Hal broke the silence first. "If the weather every settles down, we can plant a vegetable garden. I brought seeds."

"Yeah. That'd be a good idea." Garth watched the blue-eyed Husky Hal called Turquoise chase Jasper, a brindled greyhound, around the yard. Pearl, a small, silvery-white mutt, wandered over to the porch and flopped down by Hal's feet. Jade the cat padded out from under a porch chair and rubbed her head against Garth's arm. He patted her distractedly. "Why are all your animals named after gemstones?" Hal's iguana was named Malachite and his bearded dragons had the names Quartz and Agate. In their case, however, Garth had no clue which names belonged to which reptile.

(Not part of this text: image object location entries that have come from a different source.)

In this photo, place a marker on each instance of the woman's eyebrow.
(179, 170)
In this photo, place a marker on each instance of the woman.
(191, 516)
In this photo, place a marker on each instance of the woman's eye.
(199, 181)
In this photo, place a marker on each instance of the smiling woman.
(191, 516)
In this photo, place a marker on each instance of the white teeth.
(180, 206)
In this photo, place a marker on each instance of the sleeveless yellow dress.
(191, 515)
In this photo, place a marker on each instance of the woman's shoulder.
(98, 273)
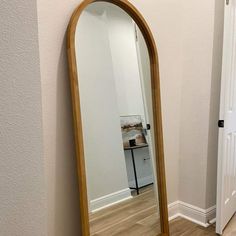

In response to his question, the blond man laughed and said, "Old habits, I suppose."

"It's an old habit of yours to name animals after rocks?"

Hal glanced at him, lips twisted into an odd smile. "You have no idea, do you?"

Despite the sometimes-inexplicable trust Garth had in the man, Hal's words made him uncomfortable enough to get up and go back into the house.

Between bouts of sleeplessness mostly brought on by the snoring twins on the other side of his bedroom, he dreamed of giant, dark-scaled lizards...and a single, smaller white one...that night.


The first earthquake had occurred in early spring. The rest of the season, along with summer and autumn, passed with decreasing quakes and increasing unpredictable weather. Things only began to settle as winter approached, when everything started to die and it started to get cold.

Very cold.

"None of it makes sense," Helen said one day while she and Garth searched the icy, patchy woods for something not poisonous or disgusting or unidentifiable. "I'm no scientist, yet...If there was some sort of nuclear war, we would have heard about it before the radio went dead, and the winter would have set in sooner. Same with a gigantic volcanic eruption, or an asteroid…"

"And we haven't seen any zombies around." Garth bent to examine a plant, shivering under three layers of clothing, none of which were heavy enough. We're going to have to go looking for more warm clothes, and medicine...herbs only go so far…That means going further away, possibly getting closer to other people...Few of them will be friendly, not after so long...

Helen sighed and slammed the plant book shut. "There's no such thing as zombies, Garth."

"Maybe not, however…" Garth straightened, looked in her general direction, and stiffened, heart hammering in his chest. "...apparently there are such things as giant hairy pigs."

Helen spun around and stifled a shriek.

A reasonable reaction, given the snorting, red-eyed, van-sized boar currently staring them down.